Cluster agent in endless crash loop

Hi,

any idea how to investigate the root cause of the following error?
It’s a user cluster registered as “Custom” RKE cluster in Rancher HA 2.3.5
Nodes are created externally, no provider like AWS etc. used.

After this message nothing else follows and the cluster agent crashes.

Setup:

Rancher HA Cluster: v2.3.5
Nginx as external loadbalancer (in same network)
User cluster: rancher/rancher-agent:v2.3.5
Both Kubernetes v1.16.6-rancher1-2
Everything in same network

Any help appreciated.

Kind regards,
Michael

Installed the user cluster again, without to change the cidrs… now all pods in 10.42.0.0/16 subnet and services in 10.43.0.0/16…
The error remains same with different IP:

level=fatal msg=“Get https://10.43.0.1:443/apis/apiextensions.k8s.io/v1beta1/customresourcedefinitions: dial tcp 10.43.0.1:443: i/o timeout”

Did the DNS checks from here: https://rancher.com/docs/rancher/v2.x/en/troubleshooting/dns/
There are no errors in coredns, upstream dns is reachable too from all nodes (in this example only one control and one worker)

cattle-node-agents work fine.
Can’t find the reason. :grimacing:

OK, replaced Weave CNI trough Canal and it works… but I would prefer Weave because of encryption.
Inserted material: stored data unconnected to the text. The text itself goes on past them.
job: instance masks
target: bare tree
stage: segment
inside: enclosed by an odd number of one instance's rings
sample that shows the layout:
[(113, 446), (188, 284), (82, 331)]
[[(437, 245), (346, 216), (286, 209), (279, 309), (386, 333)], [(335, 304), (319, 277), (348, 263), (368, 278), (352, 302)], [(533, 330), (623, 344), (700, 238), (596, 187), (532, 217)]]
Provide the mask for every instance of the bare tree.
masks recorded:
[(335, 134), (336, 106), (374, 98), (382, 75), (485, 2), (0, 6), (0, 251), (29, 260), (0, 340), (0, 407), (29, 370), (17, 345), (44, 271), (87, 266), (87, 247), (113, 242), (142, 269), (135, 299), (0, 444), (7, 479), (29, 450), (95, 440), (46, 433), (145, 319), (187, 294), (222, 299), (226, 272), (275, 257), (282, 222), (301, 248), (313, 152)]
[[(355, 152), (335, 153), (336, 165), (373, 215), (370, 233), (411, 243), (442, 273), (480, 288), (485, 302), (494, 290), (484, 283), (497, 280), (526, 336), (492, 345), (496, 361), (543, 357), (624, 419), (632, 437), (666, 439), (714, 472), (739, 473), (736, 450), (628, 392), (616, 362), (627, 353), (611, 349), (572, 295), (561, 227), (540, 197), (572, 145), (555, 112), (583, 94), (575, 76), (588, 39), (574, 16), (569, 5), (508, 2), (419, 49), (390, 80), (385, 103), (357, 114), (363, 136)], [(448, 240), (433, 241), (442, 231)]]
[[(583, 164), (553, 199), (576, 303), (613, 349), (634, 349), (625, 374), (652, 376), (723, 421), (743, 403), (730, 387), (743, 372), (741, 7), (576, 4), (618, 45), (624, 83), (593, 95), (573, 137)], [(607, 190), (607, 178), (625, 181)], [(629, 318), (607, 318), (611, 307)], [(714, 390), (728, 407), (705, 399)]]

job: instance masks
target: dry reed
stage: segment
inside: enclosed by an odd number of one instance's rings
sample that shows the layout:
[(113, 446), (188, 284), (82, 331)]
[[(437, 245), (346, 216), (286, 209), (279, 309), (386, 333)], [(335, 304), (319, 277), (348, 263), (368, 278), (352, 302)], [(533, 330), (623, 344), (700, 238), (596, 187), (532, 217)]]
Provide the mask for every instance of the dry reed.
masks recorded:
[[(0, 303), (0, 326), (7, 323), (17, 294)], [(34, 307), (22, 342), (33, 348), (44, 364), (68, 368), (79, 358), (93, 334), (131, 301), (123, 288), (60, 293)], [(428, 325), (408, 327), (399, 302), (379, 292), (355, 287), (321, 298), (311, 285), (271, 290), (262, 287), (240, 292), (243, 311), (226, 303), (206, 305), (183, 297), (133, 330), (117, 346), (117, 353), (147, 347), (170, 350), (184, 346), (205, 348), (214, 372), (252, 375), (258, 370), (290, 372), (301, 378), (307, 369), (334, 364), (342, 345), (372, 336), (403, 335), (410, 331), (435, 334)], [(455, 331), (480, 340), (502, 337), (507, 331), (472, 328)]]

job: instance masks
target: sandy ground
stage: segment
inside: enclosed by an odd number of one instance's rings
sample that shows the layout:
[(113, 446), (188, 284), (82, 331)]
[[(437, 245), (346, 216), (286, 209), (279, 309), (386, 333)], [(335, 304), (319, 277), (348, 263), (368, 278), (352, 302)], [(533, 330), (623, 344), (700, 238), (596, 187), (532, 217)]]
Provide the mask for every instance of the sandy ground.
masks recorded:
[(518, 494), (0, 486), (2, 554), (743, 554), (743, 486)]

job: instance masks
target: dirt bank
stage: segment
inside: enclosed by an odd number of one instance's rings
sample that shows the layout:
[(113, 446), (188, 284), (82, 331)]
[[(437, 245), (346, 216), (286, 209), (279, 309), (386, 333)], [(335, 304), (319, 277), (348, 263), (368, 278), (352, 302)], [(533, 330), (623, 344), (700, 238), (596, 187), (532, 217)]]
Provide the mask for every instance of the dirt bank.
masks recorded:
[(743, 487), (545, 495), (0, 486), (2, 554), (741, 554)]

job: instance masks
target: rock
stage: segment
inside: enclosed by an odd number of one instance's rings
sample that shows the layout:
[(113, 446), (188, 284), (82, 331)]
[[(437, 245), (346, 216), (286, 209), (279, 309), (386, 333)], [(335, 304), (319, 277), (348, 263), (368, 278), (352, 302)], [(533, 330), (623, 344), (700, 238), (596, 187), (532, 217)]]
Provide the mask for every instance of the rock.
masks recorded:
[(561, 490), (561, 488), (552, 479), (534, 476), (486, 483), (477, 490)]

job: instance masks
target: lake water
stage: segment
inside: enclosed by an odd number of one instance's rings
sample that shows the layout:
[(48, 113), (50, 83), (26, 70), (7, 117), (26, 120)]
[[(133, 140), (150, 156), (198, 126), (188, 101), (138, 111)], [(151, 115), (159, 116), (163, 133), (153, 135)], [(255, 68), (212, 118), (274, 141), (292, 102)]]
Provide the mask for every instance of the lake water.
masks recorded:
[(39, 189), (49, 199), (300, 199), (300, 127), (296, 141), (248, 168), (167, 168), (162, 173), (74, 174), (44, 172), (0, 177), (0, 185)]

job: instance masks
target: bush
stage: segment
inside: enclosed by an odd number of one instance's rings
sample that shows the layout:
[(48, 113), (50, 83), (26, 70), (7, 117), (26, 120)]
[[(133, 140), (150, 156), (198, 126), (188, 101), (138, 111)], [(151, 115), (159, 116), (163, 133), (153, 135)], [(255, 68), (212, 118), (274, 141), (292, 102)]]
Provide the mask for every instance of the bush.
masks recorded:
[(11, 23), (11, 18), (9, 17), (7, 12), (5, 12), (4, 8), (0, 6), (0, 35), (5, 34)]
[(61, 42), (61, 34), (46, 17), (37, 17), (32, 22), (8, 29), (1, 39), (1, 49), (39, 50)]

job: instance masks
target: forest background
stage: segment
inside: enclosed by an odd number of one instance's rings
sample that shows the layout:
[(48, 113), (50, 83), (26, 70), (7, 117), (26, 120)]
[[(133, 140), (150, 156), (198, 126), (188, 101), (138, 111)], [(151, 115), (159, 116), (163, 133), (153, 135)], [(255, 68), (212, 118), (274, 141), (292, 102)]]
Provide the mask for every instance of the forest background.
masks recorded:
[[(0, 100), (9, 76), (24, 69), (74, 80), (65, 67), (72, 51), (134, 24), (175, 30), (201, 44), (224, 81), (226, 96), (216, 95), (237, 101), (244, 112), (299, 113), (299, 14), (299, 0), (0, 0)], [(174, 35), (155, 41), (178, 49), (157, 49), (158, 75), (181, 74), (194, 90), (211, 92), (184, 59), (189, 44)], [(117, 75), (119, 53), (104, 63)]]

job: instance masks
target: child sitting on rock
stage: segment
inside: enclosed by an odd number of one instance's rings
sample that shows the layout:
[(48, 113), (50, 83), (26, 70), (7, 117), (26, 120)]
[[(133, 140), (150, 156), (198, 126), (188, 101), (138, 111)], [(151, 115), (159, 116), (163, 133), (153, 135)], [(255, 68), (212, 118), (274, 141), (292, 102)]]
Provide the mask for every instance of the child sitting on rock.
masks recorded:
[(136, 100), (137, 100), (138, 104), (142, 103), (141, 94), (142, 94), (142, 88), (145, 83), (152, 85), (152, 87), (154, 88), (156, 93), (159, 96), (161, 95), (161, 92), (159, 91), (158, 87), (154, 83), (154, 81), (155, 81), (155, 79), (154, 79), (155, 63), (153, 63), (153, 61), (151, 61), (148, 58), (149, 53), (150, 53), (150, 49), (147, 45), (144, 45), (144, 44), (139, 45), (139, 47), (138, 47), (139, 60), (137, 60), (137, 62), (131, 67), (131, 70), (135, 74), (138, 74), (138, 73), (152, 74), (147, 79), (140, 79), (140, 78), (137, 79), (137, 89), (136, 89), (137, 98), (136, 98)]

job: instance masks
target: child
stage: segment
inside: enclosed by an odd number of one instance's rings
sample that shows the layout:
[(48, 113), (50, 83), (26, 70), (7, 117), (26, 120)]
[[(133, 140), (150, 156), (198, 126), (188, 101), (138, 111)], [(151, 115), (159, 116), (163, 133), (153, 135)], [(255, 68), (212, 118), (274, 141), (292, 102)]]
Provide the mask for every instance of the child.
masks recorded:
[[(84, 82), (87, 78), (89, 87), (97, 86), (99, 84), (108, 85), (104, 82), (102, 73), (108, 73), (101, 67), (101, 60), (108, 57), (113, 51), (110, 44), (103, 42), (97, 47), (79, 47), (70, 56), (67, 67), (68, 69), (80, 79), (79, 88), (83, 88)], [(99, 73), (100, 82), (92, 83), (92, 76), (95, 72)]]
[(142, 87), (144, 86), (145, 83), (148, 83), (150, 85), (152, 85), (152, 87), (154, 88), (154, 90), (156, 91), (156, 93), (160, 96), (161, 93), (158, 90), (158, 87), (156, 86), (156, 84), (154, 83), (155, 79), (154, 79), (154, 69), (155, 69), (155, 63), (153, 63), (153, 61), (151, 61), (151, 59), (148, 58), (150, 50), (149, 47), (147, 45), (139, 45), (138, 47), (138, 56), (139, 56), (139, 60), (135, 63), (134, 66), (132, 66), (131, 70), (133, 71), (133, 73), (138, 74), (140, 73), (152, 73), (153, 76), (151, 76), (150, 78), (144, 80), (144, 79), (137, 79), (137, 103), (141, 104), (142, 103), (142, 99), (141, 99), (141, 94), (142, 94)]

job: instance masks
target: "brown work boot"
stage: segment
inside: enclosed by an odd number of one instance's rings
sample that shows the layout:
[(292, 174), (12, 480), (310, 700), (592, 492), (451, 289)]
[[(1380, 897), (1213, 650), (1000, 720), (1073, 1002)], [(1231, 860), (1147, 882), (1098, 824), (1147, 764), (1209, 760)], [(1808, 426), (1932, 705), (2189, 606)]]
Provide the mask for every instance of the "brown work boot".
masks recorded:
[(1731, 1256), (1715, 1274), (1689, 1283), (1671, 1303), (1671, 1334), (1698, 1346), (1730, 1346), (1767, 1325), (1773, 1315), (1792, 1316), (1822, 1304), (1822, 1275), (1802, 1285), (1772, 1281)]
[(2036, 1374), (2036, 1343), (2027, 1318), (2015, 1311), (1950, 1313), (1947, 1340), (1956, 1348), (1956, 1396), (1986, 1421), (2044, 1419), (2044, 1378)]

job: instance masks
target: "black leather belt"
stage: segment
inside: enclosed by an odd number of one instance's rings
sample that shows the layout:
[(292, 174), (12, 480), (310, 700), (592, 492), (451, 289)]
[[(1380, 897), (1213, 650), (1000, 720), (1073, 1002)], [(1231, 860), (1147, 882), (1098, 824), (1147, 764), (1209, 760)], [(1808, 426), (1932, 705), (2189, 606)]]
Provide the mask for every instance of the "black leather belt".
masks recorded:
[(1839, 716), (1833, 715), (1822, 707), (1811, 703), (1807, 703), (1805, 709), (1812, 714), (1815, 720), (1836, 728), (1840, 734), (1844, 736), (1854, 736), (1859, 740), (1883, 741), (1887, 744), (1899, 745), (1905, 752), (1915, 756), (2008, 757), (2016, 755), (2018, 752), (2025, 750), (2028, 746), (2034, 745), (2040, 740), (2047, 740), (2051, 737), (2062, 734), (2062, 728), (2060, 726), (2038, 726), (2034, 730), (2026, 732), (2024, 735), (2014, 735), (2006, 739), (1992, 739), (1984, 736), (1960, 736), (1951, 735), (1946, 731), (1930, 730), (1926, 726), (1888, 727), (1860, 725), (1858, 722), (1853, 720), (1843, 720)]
This failes as mentioned above

network:
    options:
      flannel_backend_type: vxlan
      plugin: weave
        weave_network_provider:
          password: ...

Canal works directly

network:
    options:
      flannel_backend_type: vxlan
      plugin: canal

Its a very basic setup with one control plane and one worker to evaluate the whole automated setup.
(https://rancher.com/docs/rke/latest/en/config-options/add-ons/network-plugins/)

Kind regards,
Michael